Loading Objects Larger Than 16 MB in Size

In the past, an error occurred when you attempted to load an object larger than 16 MB from a file on a stage into one of the following types of columns:

The following error occurs because the maximum size of an object stored in a column is 16 MB:

Max LOB size (16777216) exceeded

This error also occurred if you attempted to query a file on a stage, and the file contained objects larger than 16 MB in size.

Although you still cannot store objects larger than 16 MB in size in a column, you can now query objects up to 128 MB in size in files on a stage and reduce the size of the objects before storing the objects in columns.

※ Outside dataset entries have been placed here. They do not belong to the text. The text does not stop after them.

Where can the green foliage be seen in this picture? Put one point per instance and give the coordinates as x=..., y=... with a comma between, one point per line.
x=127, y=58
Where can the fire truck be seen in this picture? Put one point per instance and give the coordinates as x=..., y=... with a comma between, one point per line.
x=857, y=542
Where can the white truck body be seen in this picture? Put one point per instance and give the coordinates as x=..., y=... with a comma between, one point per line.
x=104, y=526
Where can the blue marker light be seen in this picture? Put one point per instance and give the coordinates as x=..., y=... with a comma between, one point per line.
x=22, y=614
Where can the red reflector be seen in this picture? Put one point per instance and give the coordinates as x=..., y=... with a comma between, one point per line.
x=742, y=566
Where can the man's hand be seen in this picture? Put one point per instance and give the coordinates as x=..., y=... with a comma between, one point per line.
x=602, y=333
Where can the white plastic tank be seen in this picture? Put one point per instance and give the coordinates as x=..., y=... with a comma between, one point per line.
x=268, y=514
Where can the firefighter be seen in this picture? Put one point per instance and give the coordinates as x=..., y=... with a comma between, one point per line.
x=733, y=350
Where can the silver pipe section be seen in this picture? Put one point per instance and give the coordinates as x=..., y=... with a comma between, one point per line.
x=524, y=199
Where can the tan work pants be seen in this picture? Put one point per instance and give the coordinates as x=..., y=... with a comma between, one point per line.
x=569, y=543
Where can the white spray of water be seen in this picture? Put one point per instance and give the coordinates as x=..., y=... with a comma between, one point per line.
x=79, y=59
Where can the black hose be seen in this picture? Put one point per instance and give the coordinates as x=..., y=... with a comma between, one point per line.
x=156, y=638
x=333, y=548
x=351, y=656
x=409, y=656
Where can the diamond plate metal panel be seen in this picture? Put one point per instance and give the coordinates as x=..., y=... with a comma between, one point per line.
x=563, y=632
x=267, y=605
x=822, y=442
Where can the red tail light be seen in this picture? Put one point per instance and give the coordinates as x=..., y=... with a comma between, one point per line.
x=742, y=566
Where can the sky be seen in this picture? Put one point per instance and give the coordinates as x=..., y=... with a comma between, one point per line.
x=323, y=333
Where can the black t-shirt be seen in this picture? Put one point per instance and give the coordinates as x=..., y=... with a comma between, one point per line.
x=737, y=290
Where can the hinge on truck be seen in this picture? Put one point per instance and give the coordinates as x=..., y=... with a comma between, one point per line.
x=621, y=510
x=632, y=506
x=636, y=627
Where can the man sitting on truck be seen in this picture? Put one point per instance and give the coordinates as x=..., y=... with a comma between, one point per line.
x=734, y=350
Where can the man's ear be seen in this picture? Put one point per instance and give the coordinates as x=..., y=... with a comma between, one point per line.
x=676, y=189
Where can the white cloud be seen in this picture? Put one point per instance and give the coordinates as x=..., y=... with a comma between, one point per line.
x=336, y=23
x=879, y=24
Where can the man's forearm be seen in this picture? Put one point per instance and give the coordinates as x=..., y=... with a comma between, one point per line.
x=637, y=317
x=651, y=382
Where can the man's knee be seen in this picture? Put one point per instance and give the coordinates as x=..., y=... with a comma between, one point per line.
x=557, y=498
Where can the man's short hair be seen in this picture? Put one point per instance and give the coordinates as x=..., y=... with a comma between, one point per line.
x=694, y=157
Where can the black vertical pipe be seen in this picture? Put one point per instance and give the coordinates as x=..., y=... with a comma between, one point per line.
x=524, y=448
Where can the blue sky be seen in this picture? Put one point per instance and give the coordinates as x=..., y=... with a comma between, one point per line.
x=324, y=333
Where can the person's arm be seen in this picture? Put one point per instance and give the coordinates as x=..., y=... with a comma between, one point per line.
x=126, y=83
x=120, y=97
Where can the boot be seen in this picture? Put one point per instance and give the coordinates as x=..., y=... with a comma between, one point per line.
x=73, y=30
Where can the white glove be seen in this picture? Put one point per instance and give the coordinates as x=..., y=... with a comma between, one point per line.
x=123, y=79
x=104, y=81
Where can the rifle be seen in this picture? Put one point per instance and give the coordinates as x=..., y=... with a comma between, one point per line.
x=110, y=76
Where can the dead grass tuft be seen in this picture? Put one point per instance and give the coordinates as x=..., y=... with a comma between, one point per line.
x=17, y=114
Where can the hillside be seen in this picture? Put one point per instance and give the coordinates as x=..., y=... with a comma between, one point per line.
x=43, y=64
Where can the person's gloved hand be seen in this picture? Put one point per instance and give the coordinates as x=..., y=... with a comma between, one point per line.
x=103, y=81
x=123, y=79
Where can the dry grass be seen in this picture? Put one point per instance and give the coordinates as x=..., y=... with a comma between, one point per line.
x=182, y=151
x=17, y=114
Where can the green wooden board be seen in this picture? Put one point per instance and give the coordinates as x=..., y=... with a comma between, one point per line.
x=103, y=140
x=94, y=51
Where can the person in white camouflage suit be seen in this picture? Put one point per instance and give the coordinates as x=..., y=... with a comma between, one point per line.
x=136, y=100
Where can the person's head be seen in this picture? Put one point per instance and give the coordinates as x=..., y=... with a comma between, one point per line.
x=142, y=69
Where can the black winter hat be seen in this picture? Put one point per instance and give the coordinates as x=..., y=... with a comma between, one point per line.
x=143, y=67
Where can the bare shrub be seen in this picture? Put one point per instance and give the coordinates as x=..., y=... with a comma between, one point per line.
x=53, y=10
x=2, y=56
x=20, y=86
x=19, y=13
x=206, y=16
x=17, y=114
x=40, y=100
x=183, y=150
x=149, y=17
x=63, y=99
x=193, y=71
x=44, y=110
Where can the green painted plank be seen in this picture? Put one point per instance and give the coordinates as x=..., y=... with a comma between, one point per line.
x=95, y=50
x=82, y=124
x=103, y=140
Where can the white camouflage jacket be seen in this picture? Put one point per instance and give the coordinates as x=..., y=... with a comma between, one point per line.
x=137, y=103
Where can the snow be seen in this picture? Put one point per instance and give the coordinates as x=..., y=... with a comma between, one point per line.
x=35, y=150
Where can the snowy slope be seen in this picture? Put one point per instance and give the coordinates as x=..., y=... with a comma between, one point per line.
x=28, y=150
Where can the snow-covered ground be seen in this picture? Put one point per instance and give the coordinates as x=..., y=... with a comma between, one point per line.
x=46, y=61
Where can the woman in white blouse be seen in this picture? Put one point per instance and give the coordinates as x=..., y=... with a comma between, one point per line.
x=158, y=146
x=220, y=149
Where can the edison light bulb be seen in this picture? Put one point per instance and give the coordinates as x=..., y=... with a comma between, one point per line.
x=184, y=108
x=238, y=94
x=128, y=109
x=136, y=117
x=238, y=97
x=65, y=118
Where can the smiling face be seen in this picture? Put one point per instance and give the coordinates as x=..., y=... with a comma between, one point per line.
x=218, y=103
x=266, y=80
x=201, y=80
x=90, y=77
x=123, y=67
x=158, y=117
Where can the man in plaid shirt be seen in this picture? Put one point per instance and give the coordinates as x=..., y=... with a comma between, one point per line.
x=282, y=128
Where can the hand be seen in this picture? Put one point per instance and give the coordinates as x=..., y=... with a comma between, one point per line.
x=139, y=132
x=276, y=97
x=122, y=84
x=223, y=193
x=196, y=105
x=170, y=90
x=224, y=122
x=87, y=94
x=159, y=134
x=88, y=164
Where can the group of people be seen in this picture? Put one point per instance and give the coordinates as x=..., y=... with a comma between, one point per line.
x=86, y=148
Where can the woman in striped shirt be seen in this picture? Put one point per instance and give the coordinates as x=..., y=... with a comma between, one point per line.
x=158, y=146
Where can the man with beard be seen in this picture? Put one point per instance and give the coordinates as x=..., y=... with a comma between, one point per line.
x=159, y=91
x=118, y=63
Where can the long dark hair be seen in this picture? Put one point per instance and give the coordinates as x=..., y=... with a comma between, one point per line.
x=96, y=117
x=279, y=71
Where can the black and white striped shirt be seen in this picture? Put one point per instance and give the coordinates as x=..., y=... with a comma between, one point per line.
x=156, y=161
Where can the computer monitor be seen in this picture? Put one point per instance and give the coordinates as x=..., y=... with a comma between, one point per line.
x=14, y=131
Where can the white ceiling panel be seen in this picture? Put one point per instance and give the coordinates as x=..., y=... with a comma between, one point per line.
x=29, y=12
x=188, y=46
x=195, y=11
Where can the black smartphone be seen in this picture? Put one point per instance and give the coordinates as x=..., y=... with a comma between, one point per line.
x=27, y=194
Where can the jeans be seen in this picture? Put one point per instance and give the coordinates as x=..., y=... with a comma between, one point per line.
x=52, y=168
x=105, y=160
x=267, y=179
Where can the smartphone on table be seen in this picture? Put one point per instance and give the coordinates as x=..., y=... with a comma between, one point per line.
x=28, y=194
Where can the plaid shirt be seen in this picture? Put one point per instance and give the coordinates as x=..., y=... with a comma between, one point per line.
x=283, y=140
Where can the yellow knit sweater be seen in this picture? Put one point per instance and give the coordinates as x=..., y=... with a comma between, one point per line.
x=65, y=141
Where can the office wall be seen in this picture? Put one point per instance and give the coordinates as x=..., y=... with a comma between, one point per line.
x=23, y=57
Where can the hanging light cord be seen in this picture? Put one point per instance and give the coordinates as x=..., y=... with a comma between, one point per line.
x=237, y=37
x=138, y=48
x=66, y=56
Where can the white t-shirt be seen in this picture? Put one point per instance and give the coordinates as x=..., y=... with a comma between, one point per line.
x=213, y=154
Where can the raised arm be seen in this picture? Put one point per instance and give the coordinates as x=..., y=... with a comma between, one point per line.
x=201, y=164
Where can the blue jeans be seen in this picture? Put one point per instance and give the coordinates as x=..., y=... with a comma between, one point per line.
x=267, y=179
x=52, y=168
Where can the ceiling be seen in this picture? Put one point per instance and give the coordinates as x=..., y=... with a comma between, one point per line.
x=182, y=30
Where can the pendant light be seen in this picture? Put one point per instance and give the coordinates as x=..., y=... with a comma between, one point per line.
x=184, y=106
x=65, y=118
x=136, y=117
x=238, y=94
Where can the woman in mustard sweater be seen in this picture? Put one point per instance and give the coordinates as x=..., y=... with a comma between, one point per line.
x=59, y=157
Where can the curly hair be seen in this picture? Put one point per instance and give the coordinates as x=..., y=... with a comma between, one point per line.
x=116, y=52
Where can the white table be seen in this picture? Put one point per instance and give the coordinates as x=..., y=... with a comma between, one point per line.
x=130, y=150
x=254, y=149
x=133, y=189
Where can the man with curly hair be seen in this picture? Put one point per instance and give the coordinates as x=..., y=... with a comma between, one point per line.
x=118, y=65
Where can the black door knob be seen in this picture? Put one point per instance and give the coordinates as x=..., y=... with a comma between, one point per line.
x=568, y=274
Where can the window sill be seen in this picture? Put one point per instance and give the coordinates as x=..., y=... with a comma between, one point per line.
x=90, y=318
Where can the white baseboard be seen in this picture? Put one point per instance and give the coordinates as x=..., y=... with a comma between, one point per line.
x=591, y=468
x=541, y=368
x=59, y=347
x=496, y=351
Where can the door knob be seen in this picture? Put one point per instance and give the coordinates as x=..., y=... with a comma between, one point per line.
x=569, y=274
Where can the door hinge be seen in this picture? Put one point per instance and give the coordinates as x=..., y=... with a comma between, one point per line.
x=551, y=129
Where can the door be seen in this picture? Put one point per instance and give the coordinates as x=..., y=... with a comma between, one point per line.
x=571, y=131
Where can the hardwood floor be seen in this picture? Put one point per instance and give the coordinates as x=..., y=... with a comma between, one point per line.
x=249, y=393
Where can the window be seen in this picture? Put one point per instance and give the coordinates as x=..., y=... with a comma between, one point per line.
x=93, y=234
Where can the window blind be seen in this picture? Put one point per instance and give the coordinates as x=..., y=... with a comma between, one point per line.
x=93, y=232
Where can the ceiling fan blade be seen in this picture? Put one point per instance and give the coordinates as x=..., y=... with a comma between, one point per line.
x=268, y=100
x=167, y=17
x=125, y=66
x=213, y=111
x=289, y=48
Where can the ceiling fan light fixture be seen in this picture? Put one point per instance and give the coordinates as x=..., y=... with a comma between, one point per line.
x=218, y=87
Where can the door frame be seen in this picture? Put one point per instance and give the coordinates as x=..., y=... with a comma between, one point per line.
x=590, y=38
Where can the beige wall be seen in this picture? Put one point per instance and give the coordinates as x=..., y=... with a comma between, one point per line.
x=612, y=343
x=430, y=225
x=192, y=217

An error no longer occurs when you query a file containing objects larger than 16 MB but smaller than 128 MB.

For example, you can split large objects across multiple columns or rows, transform nested JSON into a tabular format, or simplify complex geometries.

Example: Loading and Splitting JSON Objects from a Parquet File

Suppose that you are loading a Parquet file from a stage, and the Parquet file contains a JSON object that is larger than 16 MB in size:

{
  "ID": 1,
  "CustomerDetails": {
    "RegistrationDate": 158415500,
    "FirstName": "John",
    "LastName": "Doe",
    "Events": [
      {
        "Type": "LOGIN",
        "Time": 1584158401,
        "EventID": "NZ0000000001"
      },
      ...
      /* this array contains thousands of elements */
      /* with total size exceeding 16 MB */
      ...
      {
        "Type": "LOGOUT",
        "Time": 1584158402,
        "EventID": "NZ0000000002"
      }
    ]
  }
}
Copy

The following example creates a table to store the data from the file and loads the data into the table. Because the size of the array of events can exceed 16 MB, the example expands the array of events into separate rows (one for each array element).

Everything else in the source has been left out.